The bill offers a way for multinational corporations to bring profits stashed off-shore back to the United States and finally pay tax on those profits, albeit a minuscule one, in exchange for purchasing bonds that would fund infrastructure projects. It seems to offer something for everyone, Democrat and Republican alike. But upon closer examination the bill is full of flaws and ends up rewarding those companies that ship profits offshore to avoid tax.

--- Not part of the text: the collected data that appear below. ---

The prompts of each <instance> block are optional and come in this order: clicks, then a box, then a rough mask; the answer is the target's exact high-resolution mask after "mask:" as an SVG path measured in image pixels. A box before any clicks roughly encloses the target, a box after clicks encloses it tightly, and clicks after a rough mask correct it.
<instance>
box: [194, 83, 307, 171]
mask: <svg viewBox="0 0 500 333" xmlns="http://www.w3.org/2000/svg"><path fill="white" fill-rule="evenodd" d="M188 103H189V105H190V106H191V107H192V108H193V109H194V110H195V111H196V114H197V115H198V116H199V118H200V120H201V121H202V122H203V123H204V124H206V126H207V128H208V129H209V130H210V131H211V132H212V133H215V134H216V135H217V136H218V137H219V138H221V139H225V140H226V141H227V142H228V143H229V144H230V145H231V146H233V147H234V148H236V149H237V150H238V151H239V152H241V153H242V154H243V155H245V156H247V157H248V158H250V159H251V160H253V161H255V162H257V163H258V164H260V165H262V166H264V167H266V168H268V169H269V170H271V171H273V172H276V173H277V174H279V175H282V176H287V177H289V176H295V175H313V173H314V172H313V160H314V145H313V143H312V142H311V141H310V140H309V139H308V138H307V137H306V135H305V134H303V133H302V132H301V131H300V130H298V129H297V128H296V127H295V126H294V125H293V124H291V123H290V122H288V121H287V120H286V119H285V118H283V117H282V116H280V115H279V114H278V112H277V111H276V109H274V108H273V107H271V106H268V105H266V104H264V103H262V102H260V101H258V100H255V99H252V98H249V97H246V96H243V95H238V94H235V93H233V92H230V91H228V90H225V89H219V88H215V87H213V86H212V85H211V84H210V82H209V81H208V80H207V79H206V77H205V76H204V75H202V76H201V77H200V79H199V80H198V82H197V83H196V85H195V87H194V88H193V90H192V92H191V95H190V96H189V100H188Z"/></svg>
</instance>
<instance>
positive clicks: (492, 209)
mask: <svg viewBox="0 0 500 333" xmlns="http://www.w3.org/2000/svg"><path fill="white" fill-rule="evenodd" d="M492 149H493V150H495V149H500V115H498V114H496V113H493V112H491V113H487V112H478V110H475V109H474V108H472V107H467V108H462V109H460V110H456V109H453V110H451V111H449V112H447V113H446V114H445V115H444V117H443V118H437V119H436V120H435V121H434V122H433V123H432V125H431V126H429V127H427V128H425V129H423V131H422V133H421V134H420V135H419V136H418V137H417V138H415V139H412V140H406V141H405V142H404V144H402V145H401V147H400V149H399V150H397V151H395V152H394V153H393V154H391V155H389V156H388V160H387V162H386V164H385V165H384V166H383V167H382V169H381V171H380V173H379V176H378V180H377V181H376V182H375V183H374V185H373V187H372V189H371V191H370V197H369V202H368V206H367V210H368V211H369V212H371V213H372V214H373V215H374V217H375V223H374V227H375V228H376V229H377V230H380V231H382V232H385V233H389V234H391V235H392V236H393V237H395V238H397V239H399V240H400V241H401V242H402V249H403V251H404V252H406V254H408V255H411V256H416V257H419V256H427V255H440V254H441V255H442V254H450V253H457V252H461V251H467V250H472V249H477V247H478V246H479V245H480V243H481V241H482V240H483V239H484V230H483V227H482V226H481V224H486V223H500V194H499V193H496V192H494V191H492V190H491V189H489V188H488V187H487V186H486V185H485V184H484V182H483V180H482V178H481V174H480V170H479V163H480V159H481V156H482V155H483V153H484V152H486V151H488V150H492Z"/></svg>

Let’s start with a basic question: why are we rewarding bad behavior? For years, companies have been hiding money in low or no-tax countries in an effort to minimize their tax bill, and in doing so have raised the tax burden on individuals and small businesses. Why should we reward behavior that has made things tougher on average Americans and job incubators, small businesses? And what is to stop corporations from continuing to hide profits in off-shore tax havens after this so-called “tax amnesty” expires?
In 2004, a similar program was enacted, the corporations that did bring profits home used them mostly to offer dividends to stockholders. Many did not invest in U.S. operations or create jobs, as they had promised. It provided no benefit for the economy and many of the corporations that participated actually reduced employment.
Delaney and Bennet would have us believe that they’ve solved this problem by requiring these corporations to buy bonds from this proposed infrastructure bank. But here too, the idea is fundamentally flawed.